W now needs more medication from the hospital as they had to order it in. Looks like W will be having a nice 20 mile round trip to look forward to.
Just goes to prove, you can't reason with a WAS!
M 45 W 52 SD22 S9 D8 BD 6 April 2015 Not living together 4 Dec 2015
How true, I feel the same way about my WAW - "Just goes to prove, you can't reason with a WAS!"
Sending positive thoughts your way.
Bob
Me:55 yrs/W:51 yrs (has MS) M:14 yrs T:15 yrs No children together--3 each from previous marriages Wife Moved Out: 10/19/14 Wife Filed for Divorce: 10/20/14 Divorce Final: 10/21/15
Off to the 'Couples Counsellor' this morning. Unfortunately W has decided not to attend. W says the counsellor was 'in my favour', 'didn't see anything my way' and 'she was fawning all over you'. Of course, it could be that you're wrong W?
M 45 W 52 SD22 S9 D8 BD 6 April 2015 Not living together 4 Dec 2015
Off to the 'Couples Counsellor' this morning. Unfortunately W has decided not to attend. W says the counsellor was 'in my favour', 'didn't see anything my way' and 'she was fawning all over you'. Of course, it could be that you're wrong W?

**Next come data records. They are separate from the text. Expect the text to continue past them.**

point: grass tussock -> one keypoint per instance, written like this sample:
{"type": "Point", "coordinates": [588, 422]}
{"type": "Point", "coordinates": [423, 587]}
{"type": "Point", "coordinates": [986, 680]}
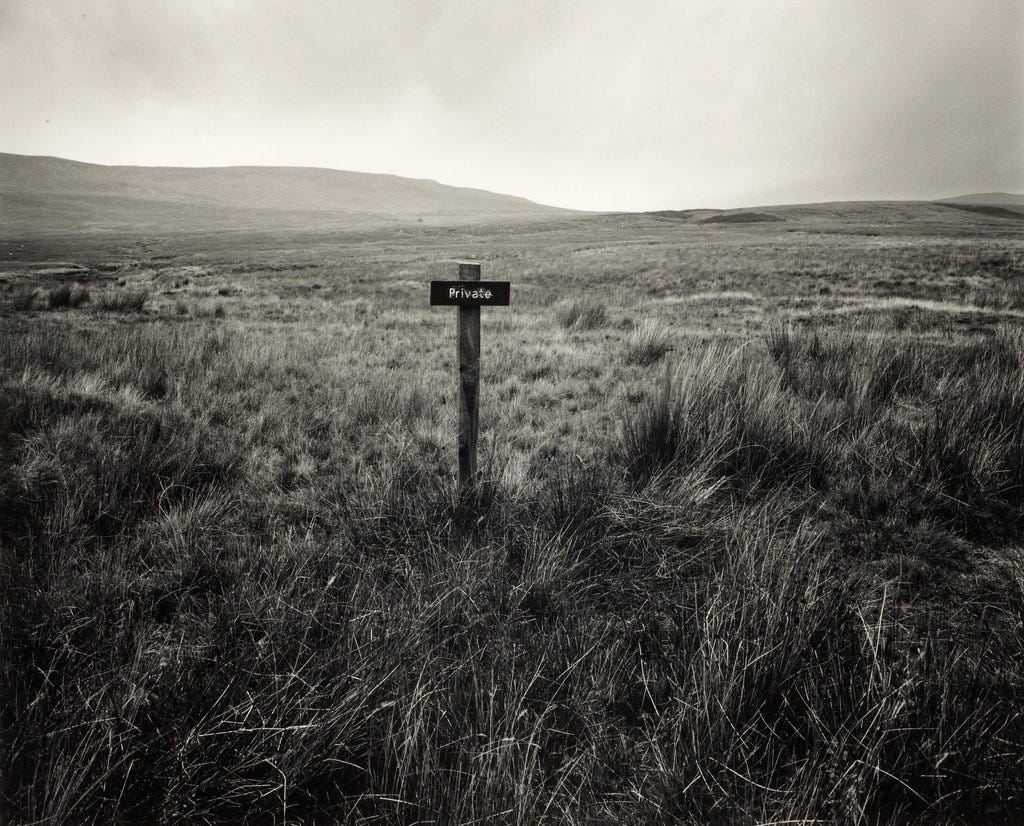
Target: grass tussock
{"type": "Point", "coordinates": [221, 603]}
{"type": "Point", "coordinates": [649, 342]}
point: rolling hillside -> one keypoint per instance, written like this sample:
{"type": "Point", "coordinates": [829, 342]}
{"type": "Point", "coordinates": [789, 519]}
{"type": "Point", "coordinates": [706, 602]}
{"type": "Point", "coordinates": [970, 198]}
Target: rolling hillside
{"type": "Point", "coordinates": [41, 194]}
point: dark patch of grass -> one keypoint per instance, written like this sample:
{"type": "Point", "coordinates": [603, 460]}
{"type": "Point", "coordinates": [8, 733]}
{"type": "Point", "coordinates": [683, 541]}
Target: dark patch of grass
{"type": "Point", "coordinates": [67, 295]}
{"type": "Point", "coordinates": [123, 300]}
{"type": "Point", "coordinates": [582, 314]}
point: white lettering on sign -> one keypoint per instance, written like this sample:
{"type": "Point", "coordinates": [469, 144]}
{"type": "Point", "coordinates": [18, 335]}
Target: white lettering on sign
{"type": "Point", "coordinates": [462, 292]}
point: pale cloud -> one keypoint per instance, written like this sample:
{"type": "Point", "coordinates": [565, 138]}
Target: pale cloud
{"type": "Point", "coordinates": [647, 104]}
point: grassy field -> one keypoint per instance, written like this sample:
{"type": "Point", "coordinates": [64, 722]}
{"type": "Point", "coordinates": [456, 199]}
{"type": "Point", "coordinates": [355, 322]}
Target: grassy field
{"type": "Point", "coordinates": [749, 548]}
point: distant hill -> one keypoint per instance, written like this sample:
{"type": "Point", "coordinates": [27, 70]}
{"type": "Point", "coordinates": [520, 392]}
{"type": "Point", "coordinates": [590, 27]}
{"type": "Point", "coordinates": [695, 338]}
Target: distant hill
{"type": "Point", "coordinates": [41, 193]}
{"type": "Point", "coordinates": [988, 200]}
{"type": "Point", "coordinates": [843, 215]}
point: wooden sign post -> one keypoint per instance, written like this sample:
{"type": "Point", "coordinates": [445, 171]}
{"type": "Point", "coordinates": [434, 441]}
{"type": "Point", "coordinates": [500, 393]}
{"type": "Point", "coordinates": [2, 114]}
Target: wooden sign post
{"type": "Point", "coordinates": [469, 294]}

Did she already agree to go then back out? They say that WAS's will only surround themselves with people that either support their stance or at least not protest too much. She may well see the counseling as contradicting her pov. And WAS's are never wrong, remember ;-)
Last edited by NDY; 06/19/1509:01 AM.
Me:43 Her:42 M:14 S:9 EA started 2014/03 (or there abouts) PA started 2014/05/30 BD:2014/11/05 I left 2015/10/01 I returned 2015/05/02 She left 2015/06/10 OM still on the go.
They say that WAS's will only surround themselves with people that either support their stance or at least not protest too much.
This seems correct, but who are they?
R 25 years M 14 years S11 & S13 Working on it alone since Oct 2014 M in trouble a lot earlier (~2 years) Feb 2016. 1st R chat in a yr. Next R chat Aug'17 Still together
There are plenty. The book specifically mentions this. The well intended 'friends'.
Me:43 Her:42 M:14 S:9 EA started 2014/03 (or there abouts) PA started 2014/05/30 BD:2014/11/05 I left 2015/10/01 I returned 2015/05/02 She left 2015/06/10 OM still on the go.